Saturday, March 16th, 2013: Artists, Arts.
I feel both blessed and challenged that, as an artist, I move through life as if poised on a wave, with strange and beautiful dreams in front of me, drawing me forward, and rich memories, delightful or painful, at my back, informing everything I do.
The title of this post is a variation on Carl Jung’s “Memories, Dreams, Reflections,” which my mother gave me to read as an adolescent. It was a touchstone of my youth, and I recently re-read it and reflected on the similarities and contrasts between his quest for a synthesis of art, life and history and my own.
Like Jung, I’ve been both inspired by and obsessed with dreams and memories, which since the late 19th century in our culture have been largely the subject matter of psychology and psychoanalysis. And, whereas I’ve always treasured my memories and dreams, both good and bad, as raw material for my art, I’ve also become aware that they’re much more problematic for some of my friends.
Art and artists come in many forms. Many people hold fast to the idea of pretty pictures for the wall, like you see in cafes and bistros. My mother, channeling my grandma, sometimes wonders why I don’t paint horses running on flowering hillsides. Some artists are overtly political; others think of themselves as “shamans” and make visionary work. In the ethnographic literature on traditional societies, the shaman or medicine man or woman was a misfit outsider living on the fringes of the community, a troubled soul the community turned to when beset by traumatic mysteries, someone who had little to do with routine sustenance – definitely not someone who made pretty pictures.
My own large, evolving community of artist friends has proved to be seriously dysfunctional. Many of them have been lost to me, some from suicide, some from a breakdown in health or fitness that they never learned to value and maintain, many from alcoholism or drug addiction as they struggled to self-medicate the conditions of their emotional or social dysfunctions, the inner flame that was also an inner demon. How I loved them and how I miss them!
Others have been lost to me when, rather than facing their demons in their work, they tried to tame them by joining cults or “recovery” programs which taught them to “photoshop” their memories and abandon everything which might remind them of their past, including old friends.

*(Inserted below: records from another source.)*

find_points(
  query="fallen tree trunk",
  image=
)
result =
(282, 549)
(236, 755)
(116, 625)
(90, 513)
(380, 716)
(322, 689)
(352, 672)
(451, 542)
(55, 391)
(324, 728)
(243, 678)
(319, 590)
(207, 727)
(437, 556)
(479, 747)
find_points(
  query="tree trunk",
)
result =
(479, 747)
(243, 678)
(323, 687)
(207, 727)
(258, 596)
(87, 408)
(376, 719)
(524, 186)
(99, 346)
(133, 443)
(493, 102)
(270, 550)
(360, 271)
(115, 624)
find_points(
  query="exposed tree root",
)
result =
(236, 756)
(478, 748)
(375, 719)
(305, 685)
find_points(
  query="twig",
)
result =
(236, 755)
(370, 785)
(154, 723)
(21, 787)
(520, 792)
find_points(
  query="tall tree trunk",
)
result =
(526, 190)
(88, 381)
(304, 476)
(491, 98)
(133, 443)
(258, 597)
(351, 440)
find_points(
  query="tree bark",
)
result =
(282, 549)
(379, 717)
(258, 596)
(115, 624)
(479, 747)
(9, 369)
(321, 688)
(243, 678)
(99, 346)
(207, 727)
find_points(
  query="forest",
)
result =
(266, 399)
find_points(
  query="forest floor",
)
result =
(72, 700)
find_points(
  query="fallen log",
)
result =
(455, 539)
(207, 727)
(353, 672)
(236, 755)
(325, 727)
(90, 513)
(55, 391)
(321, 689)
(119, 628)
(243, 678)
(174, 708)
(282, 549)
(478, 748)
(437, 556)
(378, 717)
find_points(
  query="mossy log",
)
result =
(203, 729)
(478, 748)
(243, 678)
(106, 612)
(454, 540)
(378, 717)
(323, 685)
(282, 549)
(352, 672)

Years ago, when “recovered memory” was a trendy topic in the new-age self-help community, I had a couple of artist friends who claimed to uncover lost memories of childhood abuse, which then became a defining element of their new personas.

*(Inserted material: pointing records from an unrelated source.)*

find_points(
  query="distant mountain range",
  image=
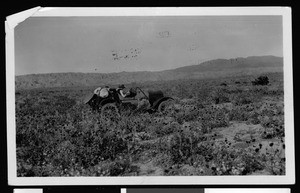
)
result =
(210, 69)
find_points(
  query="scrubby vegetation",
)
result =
(219, 127)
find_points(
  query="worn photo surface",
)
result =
(133, 96)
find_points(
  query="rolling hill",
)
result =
(210, 69)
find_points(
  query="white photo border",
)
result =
(15, 19)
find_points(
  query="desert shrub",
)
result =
(212, 117)
(220, 95)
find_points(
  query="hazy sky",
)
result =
(114, 44)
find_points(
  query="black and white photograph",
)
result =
(140, 96)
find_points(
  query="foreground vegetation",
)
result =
(219, 127)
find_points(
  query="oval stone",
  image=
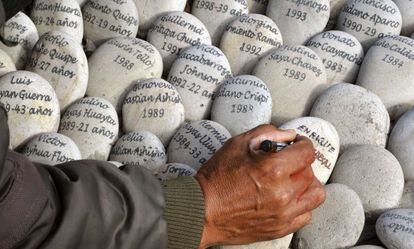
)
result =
(196, 142)
(290, 70)
(247, 39)
(197, 73)
(244, 98)
(31, 104)
(51, 149)
(358, 115)
(153, 105)
(92, 123)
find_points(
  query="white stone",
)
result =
(247, 39)
(395, 228)
(140, 148)
(51, 149)
(375, 174)
(117, 64)
(370, 20)
(244, 98)
(19, 36)
(150, 10)
(107, 19)
(197, 73)
(401, 144)
(299, 20)
(175, 31)
(341, 53)
(217, 14)
(407, 9)
(60, 15)
(295, 76)
(93, 124)
(337, 223)
(388, 71)
(174, 170)
(153, 105)
(325, 139)
(196, 142)
(358, 115)
(61, 61)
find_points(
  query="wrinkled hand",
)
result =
(252, 196)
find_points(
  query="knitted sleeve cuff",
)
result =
(184, 213)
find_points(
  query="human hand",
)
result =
(254, 196)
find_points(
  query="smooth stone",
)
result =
(388, 71)
(19, 35)
(175, 31)
(358, 115)
(93, 124)
(197, 73)
(367, 22)
(407, 9)
(140, 148)
(247, 39)
(108, 19)
(375, 174)
(51, 149)
(149, 11)
(31, 104)
(299, 20)
(61, 61)
(60, 15)
(395, 228)
(217, 14)
(257, 6)
(337, 223)
(290, 70)
(341, 53)
(196, 142)
(401, 143)
(117, 64)
(174, 170)
(153, 105)
(325, 139)
(244, 98)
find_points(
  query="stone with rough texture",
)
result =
(197, 73)
(196, 142)
(60, 15)
(19, 37)
(395, 228)
(299, 20)
(401, 143)
(325, 139)
(61, 61)
(217, 14)
(358, 115)
(296, 77)
(369, 21)
(374, 174)
(31, 104)
(117, 64)
(175, 31)
(107, 19)
(92, 123)
(337, 223)
(244, 98)
(153, 105)
(51, 149)
(247, 39)
(140, 148)
(341, 53)
(388, 71)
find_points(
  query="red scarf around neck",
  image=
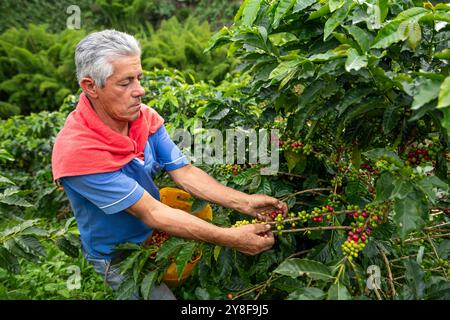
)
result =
(86, 145)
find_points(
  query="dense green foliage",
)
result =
(359, 91)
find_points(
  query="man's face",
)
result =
(120, 98)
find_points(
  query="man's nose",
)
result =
(139, 90)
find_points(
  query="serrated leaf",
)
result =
(444, 94)
(184, 256)
(13, 197)
(378, 153)
(427, 90)
(148, 284)
(129, 262)
(402, 188)
(408, 213)
(303, 4)
(444, 54)
(355, 61)
(363, 38)
(335, 4)
(4, 180)
(67, 247)
(338, 292)
(336, 19)
(282, 9)
(8, 261)
(250, 11)
(306, 294)
(169, 248)
(31, 245)
(292, 159)
(127, 289)
(414, 34)
(298, 267)
(19, 228)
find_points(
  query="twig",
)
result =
(316, 229)
(423, 238)
(315, 190)
(386, 261)
(437, 255)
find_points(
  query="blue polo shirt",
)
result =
(99, 200)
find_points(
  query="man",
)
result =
(106, 156)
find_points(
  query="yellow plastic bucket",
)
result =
(180, 199)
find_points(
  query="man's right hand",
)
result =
(252, 238)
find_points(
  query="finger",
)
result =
(261, 228)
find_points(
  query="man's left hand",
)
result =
(262, 207)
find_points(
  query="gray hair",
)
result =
(94, 53)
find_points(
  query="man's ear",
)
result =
(89, 87)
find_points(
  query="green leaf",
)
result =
(415, 278)
(184, 256)
(378, 153)
(402, 188)
(414, 34)
(127, 289)
(408, 213)
(306, 294)
(363, 38)
(323, 11)
(129, 262)
(148, 283)
(446, 119)
(292, 159)
(67, 247)
(4, 180)
(8, 261)
(444, 94)
(265, 187)
(14, 197)
(427, 90)
(31, 245)
(444, 54)
(302, 4)
(355, 61)
(335, 4)
(250, 11)
(19, 228)
(338, 292)
(389, 35)
(336, 19)
(169, 248)
(295, 267)
(284, 68)
(282, 9)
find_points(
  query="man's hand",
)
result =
(252, 238)
(262, 206)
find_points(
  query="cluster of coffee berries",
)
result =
(417, 156)
(233, 169)
(365, 220)
(155, 241)
(295, 146)
(317, 214)
(303, 215)
(368, 167)
(352, 248)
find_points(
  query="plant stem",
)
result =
(390, 278)
(316, 229)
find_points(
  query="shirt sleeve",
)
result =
(168, 155)
(111, 192)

Some friends became exquisitely brittle, so hyper-sensitive that a single conversation, or a single taboo word, could cut them off from me forever as they struggled to defend their precarious emotional balance. And I’ll admit that my own sensitivity, which, as an expressive artist, I treasure, can be a liability as I over-react to perceived threats and criticism.

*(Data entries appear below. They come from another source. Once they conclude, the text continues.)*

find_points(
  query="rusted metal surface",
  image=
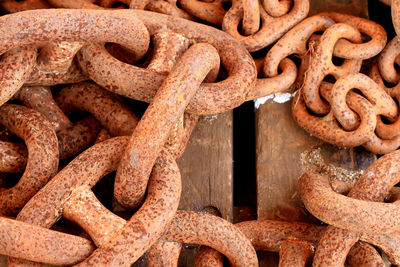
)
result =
(365, 198)
(42, 162)
(267, 235)
(154, 127)
(185, 69)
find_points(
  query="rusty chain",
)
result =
(98, 52)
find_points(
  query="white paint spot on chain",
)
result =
(278, 98)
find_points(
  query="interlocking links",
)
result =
(383, 104)
(371, 29)
(16, 66)
(210, 98)
(76, 4)
(72, 138)
(327, 128)
(274, 84)
(321, 65)
(74, 25)
(364, 255)
(186, 226)
(107, 108)
(13, 157)
(277, 8)
(41, 99)
(371, 132)
(143, 229)
(295, 253)
(209, 230)
(57, 57)
(168, 7)
(387, 137)
(168, 47)
(70, 193)
(40, 78)
(267, 235)
(167, 106)
(251, 16)
(68, 25)
(387, 61)
(362, 211)
(163, 253)
(210, 11)
(272, 28)
(294, 42)
(395, 4)
(30, 242)
(42, 162)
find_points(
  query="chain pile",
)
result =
(90, 55)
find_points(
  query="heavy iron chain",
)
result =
(191, 69)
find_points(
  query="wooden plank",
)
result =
(207, 172)
(206, 166)
(353, 7)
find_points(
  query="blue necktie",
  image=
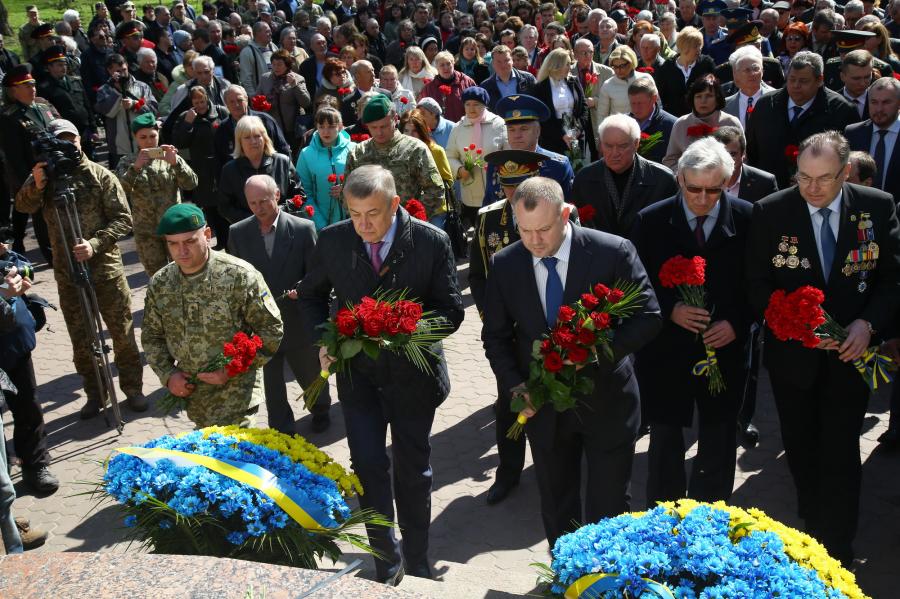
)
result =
(553, 291)
(829, 243)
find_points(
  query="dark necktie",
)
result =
(375, 255)
(880, 156)
(698, 232)
(553, 290)
(829, 243)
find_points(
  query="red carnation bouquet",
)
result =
(236, 358)
(582, 331)
(701, 130)
(260, 103)
(799, 316)
(648, 142)
(387, 321)
(688, 275)
(416, 209)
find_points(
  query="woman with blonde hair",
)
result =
(613, 97)
(254, 154)
(416, 71)
(569, 114)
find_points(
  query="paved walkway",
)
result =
(506, 538)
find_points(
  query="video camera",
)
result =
(61, 156)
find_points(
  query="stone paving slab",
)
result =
(504, 538)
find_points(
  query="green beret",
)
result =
(377, 108)
(181, 218)
(143, 121)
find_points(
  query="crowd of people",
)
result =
(607, 137)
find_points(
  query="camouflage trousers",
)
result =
(114, 300)
(152, 252)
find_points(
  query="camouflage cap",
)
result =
(181, 218)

Another troubled artist friend tried on and cast off new solutions and relationships like suits of clothes, rejecting and abandoning whole episodes of his past, including most of his identity as an artist.
When I speak of my dreams with peers in my own age group, I often encounter sarcasm, cynicism, or resignation. So many of us have been beaten down by stress, life’s constraints and setbacks, declining health and fitness – I know because it happened to me! I was beaten down by living in California, a place where I could never escape the affluence of others, my own relative poverty, the peer pressure to consume, the feeling that I was continually falling behind in the race of life, and the real, absolute limitations on what I could do in a place where health and sustenance – not to mention the arts – had become luxuries of the rich.
On several occasions, and at the prompting of artist friends, I had tried professional therapy or counseling, but I could never find – or perhaps afford – a professional who even remotely understood my issues and feelings. The last couple of counselors I tried concluded that my issues – situational depression, anxiety, loneliness – were minor and didn’t really justify treatment. Lucky me!
It was only when I moved to a sparsely populated place with a depressed economy that I was able to recover my memories, my dreams, and my art – and to gradually recover my health and fitness, after all those years of abuse in the rat race.
The loneliness is a different story. I still miss those artist friends who are lost to me, and I struggle to find kindred spirits, artists in good health despite their outsider status, who embrace the darkness as well as the light, who honor and learn from their memories while chasing their dreams.